Charts are to not be trusted on this space and protecting sharp visible navigation is vital.
After reviving ourselves with a fast swim, we gingerly navigated Sonder the remainder of the way in which via the caldera and across the southern tip to Akrotiri Bay. The mild sloping black sand seashore of this shoreline stands in stark distinction to the immensely deep caldera.
The truth is, the dearth of crowds and relaxed tempo made it really feel like a completely completely different island. The close by taverna, The Dolphins, has a dinghy dock free to make use of for cruisers whereas Akrotiri itself, an historical Minoan metropolis buried by ash from the violent eruption of Santorini round 1600BC, is strolling distance from the anchorage.
Room for all
Ultimately, we want not have apprehensive about Greece being overcrowded; with greater than 6,000 islands, there’s house sufficient for everybody. If you wish to plan for quieter waters, then cruising throughout the shoulder season will be useful, however the space you select will make a a lot greater distinction.

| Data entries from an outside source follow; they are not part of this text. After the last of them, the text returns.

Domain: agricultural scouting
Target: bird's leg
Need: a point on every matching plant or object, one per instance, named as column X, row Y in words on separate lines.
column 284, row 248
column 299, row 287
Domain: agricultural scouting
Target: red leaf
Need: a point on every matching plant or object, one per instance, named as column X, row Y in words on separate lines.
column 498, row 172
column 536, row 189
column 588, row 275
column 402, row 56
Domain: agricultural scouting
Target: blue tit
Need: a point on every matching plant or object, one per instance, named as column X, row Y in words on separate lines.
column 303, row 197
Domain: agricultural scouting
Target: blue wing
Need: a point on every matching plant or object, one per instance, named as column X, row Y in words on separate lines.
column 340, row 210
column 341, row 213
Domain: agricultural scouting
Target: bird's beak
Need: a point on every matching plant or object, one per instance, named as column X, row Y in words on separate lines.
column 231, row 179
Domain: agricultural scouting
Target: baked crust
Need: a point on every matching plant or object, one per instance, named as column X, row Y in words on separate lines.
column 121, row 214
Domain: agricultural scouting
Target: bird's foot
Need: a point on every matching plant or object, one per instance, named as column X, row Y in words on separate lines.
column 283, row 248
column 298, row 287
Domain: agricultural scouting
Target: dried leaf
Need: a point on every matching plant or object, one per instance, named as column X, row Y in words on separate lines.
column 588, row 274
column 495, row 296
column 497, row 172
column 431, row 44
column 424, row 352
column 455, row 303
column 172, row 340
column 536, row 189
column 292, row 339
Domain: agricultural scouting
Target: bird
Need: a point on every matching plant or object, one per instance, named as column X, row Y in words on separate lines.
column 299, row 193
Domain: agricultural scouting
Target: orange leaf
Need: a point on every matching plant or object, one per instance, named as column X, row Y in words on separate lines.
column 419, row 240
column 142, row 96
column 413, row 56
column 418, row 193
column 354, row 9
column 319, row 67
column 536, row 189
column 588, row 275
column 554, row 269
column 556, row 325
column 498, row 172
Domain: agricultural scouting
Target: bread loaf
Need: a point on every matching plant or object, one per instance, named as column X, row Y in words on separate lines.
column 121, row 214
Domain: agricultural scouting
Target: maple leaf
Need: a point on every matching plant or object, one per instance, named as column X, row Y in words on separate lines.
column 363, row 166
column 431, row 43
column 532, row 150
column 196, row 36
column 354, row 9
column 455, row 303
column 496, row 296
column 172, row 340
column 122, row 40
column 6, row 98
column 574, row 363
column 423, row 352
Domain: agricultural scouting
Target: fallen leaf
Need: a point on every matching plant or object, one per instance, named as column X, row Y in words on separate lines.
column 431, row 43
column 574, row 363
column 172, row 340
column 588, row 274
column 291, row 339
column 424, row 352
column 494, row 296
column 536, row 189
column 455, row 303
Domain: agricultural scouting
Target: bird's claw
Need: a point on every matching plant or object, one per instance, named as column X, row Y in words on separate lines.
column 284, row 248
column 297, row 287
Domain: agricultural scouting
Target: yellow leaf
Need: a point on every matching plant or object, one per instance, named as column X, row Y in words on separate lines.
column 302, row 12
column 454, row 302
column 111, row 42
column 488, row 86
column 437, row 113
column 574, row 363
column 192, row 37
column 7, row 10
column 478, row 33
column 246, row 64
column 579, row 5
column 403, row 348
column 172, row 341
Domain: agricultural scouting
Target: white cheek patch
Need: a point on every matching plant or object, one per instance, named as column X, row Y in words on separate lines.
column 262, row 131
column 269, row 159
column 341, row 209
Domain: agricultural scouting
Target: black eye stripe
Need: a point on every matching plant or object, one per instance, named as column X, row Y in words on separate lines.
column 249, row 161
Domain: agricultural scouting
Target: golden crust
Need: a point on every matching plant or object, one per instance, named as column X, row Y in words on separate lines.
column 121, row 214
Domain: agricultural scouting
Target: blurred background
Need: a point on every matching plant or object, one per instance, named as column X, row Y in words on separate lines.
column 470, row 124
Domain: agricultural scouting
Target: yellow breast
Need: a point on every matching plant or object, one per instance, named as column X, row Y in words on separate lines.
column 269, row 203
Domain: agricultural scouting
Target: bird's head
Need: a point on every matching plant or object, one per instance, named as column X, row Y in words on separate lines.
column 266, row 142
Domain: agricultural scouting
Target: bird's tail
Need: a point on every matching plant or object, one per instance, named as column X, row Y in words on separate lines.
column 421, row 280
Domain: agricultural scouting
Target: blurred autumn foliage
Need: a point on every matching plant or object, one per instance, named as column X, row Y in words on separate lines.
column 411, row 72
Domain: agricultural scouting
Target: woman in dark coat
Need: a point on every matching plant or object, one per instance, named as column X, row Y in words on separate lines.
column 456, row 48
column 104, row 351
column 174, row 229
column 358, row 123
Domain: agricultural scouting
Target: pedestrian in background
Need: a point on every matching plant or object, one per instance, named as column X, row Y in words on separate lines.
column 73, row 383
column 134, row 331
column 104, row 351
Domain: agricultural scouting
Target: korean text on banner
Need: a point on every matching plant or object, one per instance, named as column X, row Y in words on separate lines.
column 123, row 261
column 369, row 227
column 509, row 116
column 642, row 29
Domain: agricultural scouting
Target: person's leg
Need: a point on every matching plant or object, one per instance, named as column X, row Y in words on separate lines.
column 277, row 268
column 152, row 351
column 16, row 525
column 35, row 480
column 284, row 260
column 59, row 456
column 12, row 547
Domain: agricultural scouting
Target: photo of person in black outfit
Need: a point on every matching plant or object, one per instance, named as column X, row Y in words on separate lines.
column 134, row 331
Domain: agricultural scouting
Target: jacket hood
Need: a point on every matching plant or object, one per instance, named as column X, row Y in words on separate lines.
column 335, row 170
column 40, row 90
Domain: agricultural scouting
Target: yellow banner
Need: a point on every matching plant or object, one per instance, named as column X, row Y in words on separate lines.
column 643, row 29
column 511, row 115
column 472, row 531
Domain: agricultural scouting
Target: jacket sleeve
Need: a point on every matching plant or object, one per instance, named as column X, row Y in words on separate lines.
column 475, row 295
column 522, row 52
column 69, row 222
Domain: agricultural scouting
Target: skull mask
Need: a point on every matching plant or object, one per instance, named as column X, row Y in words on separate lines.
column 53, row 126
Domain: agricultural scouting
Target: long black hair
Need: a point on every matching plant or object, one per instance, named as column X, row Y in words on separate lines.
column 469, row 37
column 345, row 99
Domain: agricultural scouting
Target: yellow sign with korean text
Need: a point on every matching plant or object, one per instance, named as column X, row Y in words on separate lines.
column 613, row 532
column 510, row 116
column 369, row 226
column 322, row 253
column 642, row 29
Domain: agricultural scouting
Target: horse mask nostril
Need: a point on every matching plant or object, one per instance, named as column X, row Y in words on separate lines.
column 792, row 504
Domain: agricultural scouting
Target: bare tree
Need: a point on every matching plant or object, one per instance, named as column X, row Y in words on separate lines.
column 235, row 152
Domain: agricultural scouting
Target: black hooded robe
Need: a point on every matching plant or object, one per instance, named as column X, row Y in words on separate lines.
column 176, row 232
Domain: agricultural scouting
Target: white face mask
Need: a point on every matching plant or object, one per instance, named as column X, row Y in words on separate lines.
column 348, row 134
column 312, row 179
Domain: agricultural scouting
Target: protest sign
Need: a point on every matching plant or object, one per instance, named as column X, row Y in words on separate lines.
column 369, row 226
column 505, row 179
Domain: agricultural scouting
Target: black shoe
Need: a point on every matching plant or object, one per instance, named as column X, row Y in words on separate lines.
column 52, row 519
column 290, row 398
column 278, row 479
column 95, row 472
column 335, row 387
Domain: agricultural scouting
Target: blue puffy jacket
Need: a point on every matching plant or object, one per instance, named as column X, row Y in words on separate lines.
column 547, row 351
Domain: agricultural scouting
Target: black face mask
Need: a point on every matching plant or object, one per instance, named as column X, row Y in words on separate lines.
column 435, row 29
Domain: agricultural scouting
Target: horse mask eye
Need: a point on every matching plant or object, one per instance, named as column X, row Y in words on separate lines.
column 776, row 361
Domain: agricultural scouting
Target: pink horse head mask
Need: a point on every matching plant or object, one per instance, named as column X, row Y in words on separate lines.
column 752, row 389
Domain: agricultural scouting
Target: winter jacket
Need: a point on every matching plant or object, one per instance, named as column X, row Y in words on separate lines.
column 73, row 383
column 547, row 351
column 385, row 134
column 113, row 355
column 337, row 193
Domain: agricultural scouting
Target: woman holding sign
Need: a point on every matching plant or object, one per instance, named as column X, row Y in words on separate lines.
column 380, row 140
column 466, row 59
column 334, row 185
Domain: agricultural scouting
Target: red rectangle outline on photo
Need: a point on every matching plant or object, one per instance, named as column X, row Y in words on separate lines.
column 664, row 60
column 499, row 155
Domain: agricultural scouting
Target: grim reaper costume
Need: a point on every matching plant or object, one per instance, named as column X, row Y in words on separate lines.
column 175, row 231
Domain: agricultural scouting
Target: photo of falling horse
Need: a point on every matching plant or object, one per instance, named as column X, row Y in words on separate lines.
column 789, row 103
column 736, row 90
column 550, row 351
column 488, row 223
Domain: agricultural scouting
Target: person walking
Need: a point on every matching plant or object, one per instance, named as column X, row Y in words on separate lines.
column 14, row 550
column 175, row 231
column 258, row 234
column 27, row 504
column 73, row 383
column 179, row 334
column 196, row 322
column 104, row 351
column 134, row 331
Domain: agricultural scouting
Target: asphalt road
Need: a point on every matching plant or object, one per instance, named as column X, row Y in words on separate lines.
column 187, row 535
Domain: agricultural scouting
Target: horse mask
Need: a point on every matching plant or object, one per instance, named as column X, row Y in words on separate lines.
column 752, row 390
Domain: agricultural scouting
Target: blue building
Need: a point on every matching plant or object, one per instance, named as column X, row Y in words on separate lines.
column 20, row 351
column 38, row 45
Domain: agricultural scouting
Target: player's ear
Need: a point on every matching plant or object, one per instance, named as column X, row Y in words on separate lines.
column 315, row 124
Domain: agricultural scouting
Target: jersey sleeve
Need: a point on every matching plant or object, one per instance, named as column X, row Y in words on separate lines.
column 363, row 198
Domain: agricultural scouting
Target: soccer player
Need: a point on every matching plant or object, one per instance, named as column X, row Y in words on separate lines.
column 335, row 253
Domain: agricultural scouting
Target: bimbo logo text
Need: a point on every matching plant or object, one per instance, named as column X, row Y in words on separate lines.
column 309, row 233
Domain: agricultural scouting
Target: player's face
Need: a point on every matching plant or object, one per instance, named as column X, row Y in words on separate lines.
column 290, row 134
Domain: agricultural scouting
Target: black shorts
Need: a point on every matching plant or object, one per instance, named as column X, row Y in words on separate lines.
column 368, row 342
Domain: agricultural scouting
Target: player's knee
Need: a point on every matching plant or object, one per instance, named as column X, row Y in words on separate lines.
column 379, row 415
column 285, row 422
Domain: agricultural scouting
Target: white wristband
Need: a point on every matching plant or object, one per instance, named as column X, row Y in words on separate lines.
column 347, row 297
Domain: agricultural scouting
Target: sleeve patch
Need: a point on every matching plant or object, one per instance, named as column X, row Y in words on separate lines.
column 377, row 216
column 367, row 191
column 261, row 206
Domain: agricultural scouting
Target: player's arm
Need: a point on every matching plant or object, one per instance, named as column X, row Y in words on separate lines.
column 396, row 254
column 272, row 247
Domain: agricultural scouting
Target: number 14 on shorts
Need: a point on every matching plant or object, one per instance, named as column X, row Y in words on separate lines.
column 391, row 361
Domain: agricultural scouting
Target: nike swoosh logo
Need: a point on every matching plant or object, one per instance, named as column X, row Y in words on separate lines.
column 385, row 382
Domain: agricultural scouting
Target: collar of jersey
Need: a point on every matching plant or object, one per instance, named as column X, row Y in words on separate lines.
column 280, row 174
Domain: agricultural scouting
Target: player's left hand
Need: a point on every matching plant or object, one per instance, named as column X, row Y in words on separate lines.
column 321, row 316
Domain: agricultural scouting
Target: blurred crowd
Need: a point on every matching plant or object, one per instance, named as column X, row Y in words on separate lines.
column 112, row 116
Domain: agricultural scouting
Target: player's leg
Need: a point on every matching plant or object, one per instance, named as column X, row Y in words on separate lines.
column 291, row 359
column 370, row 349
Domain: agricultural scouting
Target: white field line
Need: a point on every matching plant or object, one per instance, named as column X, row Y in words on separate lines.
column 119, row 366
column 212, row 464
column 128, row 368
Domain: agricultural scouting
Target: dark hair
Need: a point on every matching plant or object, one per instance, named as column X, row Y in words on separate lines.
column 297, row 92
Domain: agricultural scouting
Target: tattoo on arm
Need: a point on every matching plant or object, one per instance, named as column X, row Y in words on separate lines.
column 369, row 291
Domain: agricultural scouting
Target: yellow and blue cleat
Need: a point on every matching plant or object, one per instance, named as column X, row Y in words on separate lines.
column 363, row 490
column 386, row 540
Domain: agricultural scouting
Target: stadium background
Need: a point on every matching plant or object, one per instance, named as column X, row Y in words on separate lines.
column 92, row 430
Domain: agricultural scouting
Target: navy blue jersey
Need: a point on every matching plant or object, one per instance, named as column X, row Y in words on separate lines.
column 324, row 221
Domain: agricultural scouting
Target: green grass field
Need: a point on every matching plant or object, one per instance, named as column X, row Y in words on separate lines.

Within the Aegean and Peloponnese, removed from the mega constitution basins (and the place a week-long constitution would require a protracted beat again) there have been comparatively fewer yachts. We discovered secluded anchorages and difficult crusing circumstances that introduced extra rewards than we discovered on the Ionian facet.
Nevertheless, if tying as much as city quays for vigorous nights out is extra your fashion, that may be present in spades within the Ionian and Saronic Gulf. However our most memorable experiences got here from moments of pure spontaneity… and shouldn’t all cruising really feel like an journey?